Endovenous/thermal procedures: Minimally invasive are endovenous thermal procedures. In this procedure, a catheter is inserted into the great saphenous vein via a puncture at knee level. It is then advanced toward the groin using ultrasound guidance, which eliminates the need for an incision in the groin and makes postoperative hematoma less likely. The vein is then gradually closed. These techniques may well make varices disappear, yet the majority still require sclerotherapy or phlebectomy.
Radiofrequency therapy is performed with a radiofrequency probe (VNUS), the heat generated at the tip of the probe leads to coagulation in the retraction process. The technique is performed under local or general anesthesia.
Laser therapy offers an alternative to vein stripping. A thin laser thread is inserted into the varicose vein. The physician then delivers laser energy via the optical fiber, which allows the vein in question to be closed in retraction. Usually, this procedure takes no more than an hour. Often small side branches remain open, which can later transport blood again and become varicose veins (higher recurrence rate than stripping).

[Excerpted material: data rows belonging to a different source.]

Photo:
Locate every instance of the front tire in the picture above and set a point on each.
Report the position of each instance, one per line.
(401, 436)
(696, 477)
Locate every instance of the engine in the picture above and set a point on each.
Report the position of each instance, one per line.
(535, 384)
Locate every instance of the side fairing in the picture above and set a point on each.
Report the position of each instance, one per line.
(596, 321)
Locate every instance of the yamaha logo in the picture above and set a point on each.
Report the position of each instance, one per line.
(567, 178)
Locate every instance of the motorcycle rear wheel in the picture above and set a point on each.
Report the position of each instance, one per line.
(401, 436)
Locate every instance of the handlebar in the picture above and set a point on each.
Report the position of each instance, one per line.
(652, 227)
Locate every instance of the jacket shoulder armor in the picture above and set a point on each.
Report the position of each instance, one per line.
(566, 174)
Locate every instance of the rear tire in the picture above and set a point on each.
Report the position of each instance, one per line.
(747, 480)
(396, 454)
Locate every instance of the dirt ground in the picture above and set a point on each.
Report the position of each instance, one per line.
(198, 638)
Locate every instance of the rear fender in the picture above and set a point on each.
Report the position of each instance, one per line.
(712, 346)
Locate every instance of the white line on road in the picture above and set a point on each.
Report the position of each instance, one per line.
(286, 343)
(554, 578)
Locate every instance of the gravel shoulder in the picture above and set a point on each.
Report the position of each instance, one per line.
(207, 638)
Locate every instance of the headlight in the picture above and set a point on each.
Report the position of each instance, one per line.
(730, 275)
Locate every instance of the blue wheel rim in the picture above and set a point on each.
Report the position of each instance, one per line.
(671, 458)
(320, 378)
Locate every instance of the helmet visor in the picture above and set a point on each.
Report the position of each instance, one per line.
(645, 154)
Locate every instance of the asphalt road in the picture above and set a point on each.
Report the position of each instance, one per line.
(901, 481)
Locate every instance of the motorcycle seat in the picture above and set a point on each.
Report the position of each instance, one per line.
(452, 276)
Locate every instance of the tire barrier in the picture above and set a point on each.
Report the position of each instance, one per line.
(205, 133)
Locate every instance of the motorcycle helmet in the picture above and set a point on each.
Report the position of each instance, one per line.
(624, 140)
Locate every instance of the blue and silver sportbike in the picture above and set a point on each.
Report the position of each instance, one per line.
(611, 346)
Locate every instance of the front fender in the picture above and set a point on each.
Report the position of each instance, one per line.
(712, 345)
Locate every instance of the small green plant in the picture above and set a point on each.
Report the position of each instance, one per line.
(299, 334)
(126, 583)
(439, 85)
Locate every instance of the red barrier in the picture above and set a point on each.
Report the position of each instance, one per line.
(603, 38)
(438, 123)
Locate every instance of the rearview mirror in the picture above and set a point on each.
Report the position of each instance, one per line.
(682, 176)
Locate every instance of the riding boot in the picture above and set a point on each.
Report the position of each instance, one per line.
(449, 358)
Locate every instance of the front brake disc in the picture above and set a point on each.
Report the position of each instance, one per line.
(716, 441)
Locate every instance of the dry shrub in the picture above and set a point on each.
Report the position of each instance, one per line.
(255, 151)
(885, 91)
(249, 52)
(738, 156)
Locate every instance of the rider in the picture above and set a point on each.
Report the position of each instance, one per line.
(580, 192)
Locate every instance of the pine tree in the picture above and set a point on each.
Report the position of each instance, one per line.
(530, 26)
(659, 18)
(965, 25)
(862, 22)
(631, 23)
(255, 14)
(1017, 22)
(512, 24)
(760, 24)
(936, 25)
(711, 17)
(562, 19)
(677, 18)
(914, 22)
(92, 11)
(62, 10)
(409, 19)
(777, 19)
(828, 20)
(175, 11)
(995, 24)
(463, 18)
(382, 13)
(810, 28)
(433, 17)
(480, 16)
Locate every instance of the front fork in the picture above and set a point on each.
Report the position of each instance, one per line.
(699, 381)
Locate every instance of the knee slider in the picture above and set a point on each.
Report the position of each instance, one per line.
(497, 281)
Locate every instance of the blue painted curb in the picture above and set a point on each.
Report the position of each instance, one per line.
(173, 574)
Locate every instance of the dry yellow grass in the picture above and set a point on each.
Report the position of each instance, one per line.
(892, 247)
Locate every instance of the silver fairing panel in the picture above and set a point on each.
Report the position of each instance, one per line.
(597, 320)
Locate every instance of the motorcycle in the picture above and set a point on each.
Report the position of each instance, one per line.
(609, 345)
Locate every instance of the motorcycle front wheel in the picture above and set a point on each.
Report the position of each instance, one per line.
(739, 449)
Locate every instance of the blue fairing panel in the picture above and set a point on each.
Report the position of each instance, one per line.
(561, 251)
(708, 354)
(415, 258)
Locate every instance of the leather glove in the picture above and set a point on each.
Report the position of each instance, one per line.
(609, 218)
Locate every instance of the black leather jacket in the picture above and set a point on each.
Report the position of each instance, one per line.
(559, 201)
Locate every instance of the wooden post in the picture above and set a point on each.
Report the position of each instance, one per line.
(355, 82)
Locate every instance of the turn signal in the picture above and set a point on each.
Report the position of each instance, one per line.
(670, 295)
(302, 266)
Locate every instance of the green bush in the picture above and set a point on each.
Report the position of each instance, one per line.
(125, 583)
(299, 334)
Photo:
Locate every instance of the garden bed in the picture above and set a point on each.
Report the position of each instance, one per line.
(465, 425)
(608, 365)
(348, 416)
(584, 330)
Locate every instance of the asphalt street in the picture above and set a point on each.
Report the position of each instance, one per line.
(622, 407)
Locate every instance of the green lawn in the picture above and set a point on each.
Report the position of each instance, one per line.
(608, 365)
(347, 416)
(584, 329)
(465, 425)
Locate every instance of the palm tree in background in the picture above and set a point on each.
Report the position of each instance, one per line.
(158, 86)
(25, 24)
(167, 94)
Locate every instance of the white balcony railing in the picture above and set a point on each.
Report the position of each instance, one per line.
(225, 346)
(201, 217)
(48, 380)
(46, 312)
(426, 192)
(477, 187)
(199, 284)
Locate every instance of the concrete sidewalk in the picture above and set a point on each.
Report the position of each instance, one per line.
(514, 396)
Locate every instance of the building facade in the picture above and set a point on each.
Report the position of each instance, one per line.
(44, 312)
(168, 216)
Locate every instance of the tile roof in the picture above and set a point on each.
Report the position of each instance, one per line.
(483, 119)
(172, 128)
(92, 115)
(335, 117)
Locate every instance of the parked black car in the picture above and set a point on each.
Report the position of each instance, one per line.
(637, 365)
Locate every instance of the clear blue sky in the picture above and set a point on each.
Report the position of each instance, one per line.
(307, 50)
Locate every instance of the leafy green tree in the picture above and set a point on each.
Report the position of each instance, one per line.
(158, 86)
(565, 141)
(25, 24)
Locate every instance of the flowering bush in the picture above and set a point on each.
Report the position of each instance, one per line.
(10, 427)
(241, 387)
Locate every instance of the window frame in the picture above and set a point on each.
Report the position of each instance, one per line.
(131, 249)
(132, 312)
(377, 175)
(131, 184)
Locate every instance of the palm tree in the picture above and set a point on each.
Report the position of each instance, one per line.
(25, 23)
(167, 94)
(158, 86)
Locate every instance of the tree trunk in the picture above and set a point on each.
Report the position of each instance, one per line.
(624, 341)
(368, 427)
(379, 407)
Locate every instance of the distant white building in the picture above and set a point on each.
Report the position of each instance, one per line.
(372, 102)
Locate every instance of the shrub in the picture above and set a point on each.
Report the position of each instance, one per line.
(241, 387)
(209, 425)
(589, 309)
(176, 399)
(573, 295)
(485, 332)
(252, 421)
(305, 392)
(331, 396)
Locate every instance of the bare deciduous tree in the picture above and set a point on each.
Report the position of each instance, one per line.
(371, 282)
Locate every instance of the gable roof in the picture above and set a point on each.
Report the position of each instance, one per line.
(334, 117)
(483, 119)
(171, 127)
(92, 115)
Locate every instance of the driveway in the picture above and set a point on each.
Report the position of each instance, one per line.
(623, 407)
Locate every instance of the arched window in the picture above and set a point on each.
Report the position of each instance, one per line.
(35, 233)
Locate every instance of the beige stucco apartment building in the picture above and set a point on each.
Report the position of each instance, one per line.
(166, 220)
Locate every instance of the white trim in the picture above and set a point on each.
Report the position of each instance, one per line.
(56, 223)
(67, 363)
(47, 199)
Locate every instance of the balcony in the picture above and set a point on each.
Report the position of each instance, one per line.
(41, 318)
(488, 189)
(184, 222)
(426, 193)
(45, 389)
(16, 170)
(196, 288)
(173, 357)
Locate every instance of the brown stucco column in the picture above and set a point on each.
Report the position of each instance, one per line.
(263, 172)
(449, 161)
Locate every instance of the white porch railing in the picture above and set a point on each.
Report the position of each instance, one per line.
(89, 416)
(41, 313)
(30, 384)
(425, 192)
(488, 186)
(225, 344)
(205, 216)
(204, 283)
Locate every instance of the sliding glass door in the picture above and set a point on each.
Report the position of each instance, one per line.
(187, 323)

Compression therapy: Compression therapy is the cornerstone of treatment and accompanies almost all therapy variants. The compression from the outside creates an abutment for the muscles. This improves the delivery capacity of the muscle-venous pump. The compression stockings must be individually fitted by a specialist. After a good half year, the stocking usually loses strength and should be replaced.
Sources:
- AWMF online: Guideline of the German Society of Phlebology. Sclerotherapy treatment of varicose veins (ICD 10: I83.0, I83.1, I83.2, I83.9). Current status: 05/2012.
- Poniewass N: Treatment of varicose veins: Therapy oldie beats laser technology. Spiegel online 21. 09. 2011.
- Wülker A: Varices and their treatment. What procedures are used today? Ars Medici 2007; 8: 429-430.
- Rohner H (Interview): Chronic venous insufficiency: What happens after varicose vein surgery? Ars Medici 2013; 21: 1083-1084.